Verbal gymnastics by Abe soundalike

Reporter: Jim Williams
Date published: 25 March 2011


The Friday Thing

WAS Jim McMahon’s Hathershaw Address, with its shades of Abe Lincoln’s words at Gettysburg (“government of the people, by the people, and for the people, shall not perish from the earth”) an indication that he sees himself as leader of Oldham Council after the May elections?

After all, he already has a substitute budget in his jacket pocket.

Jim was introducing his vision of a Co-operative Council that is, apparently, a kind of power-to-the people melange in which councillors actually listen to we ordinary folk.

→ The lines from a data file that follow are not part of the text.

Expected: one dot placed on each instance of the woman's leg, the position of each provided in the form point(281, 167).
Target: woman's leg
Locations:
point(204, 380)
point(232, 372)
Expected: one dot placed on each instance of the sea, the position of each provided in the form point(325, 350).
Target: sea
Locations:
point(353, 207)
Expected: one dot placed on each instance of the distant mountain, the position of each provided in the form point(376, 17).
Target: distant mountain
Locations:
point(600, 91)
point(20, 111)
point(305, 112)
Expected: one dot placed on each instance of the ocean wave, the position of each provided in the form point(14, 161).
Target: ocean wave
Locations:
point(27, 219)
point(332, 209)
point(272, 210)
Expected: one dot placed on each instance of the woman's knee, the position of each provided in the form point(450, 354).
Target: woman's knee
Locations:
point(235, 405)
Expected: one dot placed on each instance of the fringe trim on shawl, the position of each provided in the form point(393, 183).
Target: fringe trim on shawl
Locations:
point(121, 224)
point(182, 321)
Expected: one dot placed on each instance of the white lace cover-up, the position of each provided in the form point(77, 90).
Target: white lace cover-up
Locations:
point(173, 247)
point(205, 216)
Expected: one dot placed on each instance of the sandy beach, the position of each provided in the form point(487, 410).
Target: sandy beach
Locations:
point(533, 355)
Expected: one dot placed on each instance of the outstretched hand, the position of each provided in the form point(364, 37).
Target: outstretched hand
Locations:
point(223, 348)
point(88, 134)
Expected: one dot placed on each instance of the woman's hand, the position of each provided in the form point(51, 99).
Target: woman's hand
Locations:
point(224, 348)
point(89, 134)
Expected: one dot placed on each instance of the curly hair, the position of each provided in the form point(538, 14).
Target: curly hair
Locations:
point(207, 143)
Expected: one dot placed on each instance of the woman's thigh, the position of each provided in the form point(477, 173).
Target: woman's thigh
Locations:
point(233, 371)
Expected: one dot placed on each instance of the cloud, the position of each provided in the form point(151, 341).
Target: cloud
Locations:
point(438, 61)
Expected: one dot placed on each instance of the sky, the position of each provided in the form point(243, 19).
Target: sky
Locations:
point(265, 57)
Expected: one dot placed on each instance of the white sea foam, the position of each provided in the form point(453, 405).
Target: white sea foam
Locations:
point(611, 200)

Like me, you probably thought councillors got their generous allowances for listening to we ordinary folk already, but perhaps they’re not doing it or perhaps they are listening but not taking any notice. Maybe that’s why we feel we could lose at least a third of them without suffering any significant impact, except that we would save a lot of money to spend on more useful things.

Jim, however, had a severe attack of the rhetorics (a nasty affliction related to thesaurusitis and a mild form of cliché clap, English or Chinese versions).

And so we had: “By the strength of our common endeavour we achieve more than we achieve alone, so as to create for each of us the means to realise our true potential and for all of us a community in which power, wealth and opportunity are in the hands of the many, not the few, where rights we enjoy reflect the duties we owe and where we live together, freely in a spirit of solidarity, tolerance and respect.”

There was more in the same style with Jim’s verbal gymnastics allowing him to use the word “together” three times in one sentence. Now that’s what you call togetherness.

Jim’s heart is in the right place and no one would argue with the need for Oldhamers from all communities to come together in shaping the future of the borough and improving the lives of its future citizens. But isn’t that what local government was set up to do, what it was always supposed to be for?

Will calling it a Co-operative Council make it any better? Will it pay a divvy?



ISN’T it rather galling how our national government always seems so gung-ho about going to war?

There is more relish than reluctance about putting our brave men and women into the front line in some far flung (though not flung far enough) corner of the world like Libya, Afghanistan and Iraq.

As a nation we are a financial basket case in that our basket has no money it, leaving families right across the land in dire straits, possibly for years to come.

Bombing Libya will cost millions, possibly billions before it is done so why didn’t our Government and the Opposition say: “Just hang on a minute, we can’t afford this.”

Why didn’t they follow the Arab League (where there are more billionaires than there are grains of sand on Blackpool beach) and say sorrowfully: “Yes, we support the action in Libya, but no, we are not taking part, but thanks for asking.”

Supporting the desperate poor in the Third World is one thing; financing wars that are not our business and that do not affect us are something else entirely.

Isn’t it a pity that those who govern us and who get a testosterone kick out of involving us in wars are not the ones who have to go to the front line?

Are they trying to build a new empire to lord it over? Heaven help us.




FINAL WORD: As a former smoker (there are still days, more than 20 years since I last lit up, that I fancy a fag) it was startling to see in the Budget that a packet of 20 cigarettes now costs £7. That’s a ridiculous amount of money to put something in your mouth and set fire to it. But would I pay it if I were still in thrall to nicotine? Yes I would.